The real output is rendered every time there is an update from user. `output$'name'`

is the object being rendered here and displayed in UI. Note the class of the object shoule be consistant in UI and server. For example, we need to use `renderPlot()`

in server and `plotOutput()`

in UI for the same object.

The first plot shows the FG percentage at different location with different defender distance.

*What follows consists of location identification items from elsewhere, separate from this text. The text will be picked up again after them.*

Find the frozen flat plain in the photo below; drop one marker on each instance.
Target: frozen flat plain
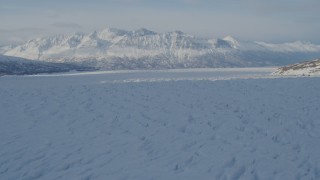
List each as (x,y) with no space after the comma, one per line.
(176,124)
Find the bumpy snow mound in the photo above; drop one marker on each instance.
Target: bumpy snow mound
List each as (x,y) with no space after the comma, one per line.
(18,66)
(85,127)
(309,68)
(144,49)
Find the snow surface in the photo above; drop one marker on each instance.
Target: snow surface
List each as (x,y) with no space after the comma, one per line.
(111,125)
(308,68)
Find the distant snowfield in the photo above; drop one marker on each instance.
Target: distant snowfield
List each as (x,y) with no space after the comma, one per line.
(181,124)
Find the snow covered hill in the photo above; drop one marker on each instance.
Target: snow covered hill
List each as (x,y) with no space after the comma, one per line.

The semi-transparent bars are for league average and the numbers at the top of the bar is “FG made/FG Attempt”. The update action in this plot happens in `shot.pt <- shot.pt()`

, where `shot.pt()`

returns the `reactive()`

output defined earlier.

`output$FGpt <- renderPlot({ if(is.null(input$player)) {return(NULL) } shot.pt <- shot.pt() shot.plot <- ggplot(shot.pt, aes(x = ShotDist, y = `FG%`, fill = factor(DefDist))) + geom_bar(stat = "identity", position = position_dodge(width = .9), width = 0.6) + ylab('FG%') + xlab('Shot Distance (ft)') + ylim(0, 1) + geom_text(aes(label = paste(totalFGM, '/', totalFGA, sep = '')), position = position_dodge(width = .9), vjust = -0.5, size =3) + scale_x_discrete(limits=unique(shot.pt()$ShotDist))+ theme_bw(base_size = 15) + scale_fill_discrete(name="Defender\nDistance (ft)")+ theme(legend.position = c(0.65, 0.85), legend.background = element_blank(), legend.key = element_blank()) if ( input$season == '2014-2015') {shot.plot <- shot.plot + geom_bar(aes(x = league.1415$ShotDist, y = league.1415$`FG%`, fill = factor(DefDist)), stat = "identity", position = position_dodge(width = .9), width = 0.9, alpha = 0.4, show.legend = FALSE) + title_with_subtitle(paste(input$player, ' FG% '), paste('Season', input$season))} else if ( input$season == '2015-2016') {shot.plot <- shot.plot + geom_bar(aes(x = league.1516$ShotDist, y = league.1516$`FG%`, fill = factor(DefDist)), stat = "identity", position = position_dodge(width = .9), width = 0.9, alpha = 0.4, show.legend = FALSE) + title_with_subtitle(paste(input$player, ' FG% '), paste('Season', input$season, ', as of 01/03/2016')) } shot.plot})`

In the second tab, we return two pie charts. `shotSel.dist`

and `shotSel.def`

are two dataframes consist of FGA stats. It is useful to see the percentage of different shot selections of a player and compare it with league average.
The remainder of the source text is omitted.